Tepat jam enam pagi abah dipanggil ke hadirat Allah. Hatiku layu selayu-layunya.”Apa abah…?abah…?”tak mampu kuteruskan kata-kataku. Air mataku tak tertahan bersama isak tangis yang kian meninggi….”Sabar nduk relakan abahmu kembali disisi Allah. Abahmu meninggal dalam keadaan baik, di hari baik lagi”, orang-orang berusaha  menguatkan ketabahanku. Sedikit demi sedikit aku menyadari, ini bukan mimpi. Kutenangkan hati , berdo’a untuk abah tersayang.

Jam sembilan pagi, jenazah abah siap dimakamkan. Banyak yang mengantarkan kepergian abah ke peristirahatan terakhirnya.

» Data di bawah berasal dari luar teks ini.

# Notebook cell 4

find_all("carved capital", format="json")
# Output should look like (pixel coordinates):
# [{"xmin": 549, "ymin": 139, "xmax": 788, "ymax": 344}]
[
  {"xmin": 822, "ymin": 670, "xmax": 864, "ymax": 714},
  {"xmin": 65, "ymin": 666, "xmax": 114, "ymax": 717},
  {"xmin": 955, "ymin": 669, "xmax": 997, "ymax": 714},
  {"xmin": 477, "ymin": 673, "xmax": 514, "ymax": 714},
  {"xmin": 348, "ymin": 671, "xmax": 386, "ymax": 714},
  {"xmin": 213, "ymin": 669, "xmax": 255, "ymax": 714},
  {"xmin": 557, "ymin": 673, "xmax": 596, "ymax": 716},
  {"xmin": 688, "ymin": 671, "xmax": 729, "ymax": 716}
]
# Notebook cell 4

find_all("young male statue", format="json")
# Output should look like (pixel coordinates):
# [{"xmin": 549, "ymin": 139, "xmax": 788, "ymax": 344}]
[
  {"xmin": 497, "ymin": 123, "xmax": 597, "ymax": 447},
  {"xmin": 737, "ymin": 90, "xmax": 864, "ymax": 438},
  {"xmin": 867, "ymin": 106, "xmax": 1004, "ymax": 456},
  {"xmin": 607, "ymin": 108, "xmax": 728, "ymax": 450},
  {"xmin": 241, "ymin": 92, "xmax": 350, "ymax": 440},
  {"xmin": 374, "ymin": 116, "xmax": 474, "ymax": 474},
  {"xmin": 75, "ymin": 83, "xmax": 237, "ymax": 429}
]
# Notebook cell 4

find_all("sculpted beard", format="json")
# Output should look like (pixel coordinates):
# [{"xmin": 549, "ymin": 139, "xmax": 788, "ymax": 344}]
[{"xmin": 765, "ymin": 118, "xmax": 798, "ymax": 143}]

Kini tak ada lagi abah yang menyayangiku, tak ada lagi abah yang memanjakanku, tak ada lagi abah yang merindukanku. Selamat jalan abah…semoga Allah menrima dan memuliakankamu di sisiNya.

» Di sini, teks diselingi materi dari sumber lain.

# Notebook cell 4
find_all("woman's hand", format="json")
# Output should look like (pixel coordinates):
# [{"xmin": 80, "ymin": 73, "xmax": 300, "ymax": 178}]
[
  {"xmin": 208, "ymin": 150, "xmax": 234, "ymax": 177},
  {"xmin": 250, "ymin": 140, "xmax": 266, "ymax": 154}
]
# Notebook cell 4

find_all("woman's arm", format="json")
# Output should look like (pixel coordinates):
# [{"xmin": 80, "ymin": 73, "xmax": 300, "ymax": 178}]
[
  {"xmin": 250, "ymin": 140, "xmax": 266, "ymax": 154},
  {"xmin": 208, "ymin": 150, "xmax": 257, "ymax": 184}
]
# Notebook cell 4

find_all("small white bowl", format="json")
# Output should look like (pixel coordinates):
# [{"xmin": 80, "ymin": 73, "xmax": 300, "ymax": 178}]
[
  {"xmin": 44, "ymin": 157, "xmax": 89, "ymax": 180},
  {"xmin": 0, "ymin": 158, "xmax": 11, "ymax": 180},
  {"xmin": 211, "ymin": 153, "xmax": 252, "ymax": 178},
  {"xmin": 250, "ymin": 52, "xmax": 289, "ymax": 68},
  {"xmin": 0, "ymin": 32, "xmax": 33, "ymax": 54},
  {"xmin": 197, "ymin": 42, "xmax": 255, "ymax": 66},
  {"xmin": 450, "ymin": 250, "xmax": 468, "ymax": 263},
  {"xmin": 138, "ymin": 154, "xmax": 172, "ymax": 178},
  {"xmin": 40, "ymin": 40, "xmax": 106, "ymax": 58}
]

Sesal mulai mengusikku. Kenapa lebaran kemarin aku tak pulang. Padahal kata umi sejak lebaran kemarin sampai abah sakit slalu menanti kepulanganku. Aku menyesal tidak bisa mengobati kangen abah kepadaku. Sebelum meninggal abah berwasiat puasanya kurang satu hari dan dan qira’atil Qurannya baru sampai juz dua puluh, kami dimanta untuk melengkapinya. Beliau juga tidak mau jika sudah meninggal dibuatkan acara “tahlilan”. Ternyata selama sakit abah banyak membaca. Abah menolak hadir ke acara-acara yang tidak ada dasar syar’inya. Abahpun tak pernah meninggalkan shalat malam.

Aku makin aikhlas melepaskan abah. Rasulullah pernah bersabda “Jika Allah menghendaki kebaikan seorang hamba, maka hamba itu akan diperalatnya.”Tanya salah seorang sahabat?”Diberikanya taufik untuk melakukan amal shalihsebelum maut, lalu dicabut nyawanya.”(HR. Ahmad, Hakim, Turmudzi dan Ibnu Hibban dari Anas)

Ya Allah semoga engkau terima amal shalih abahdan engkau ampuni segala dosanya. Berikanlah pertolongan untukku agar tak pernah lupa mendoakannya. Amin!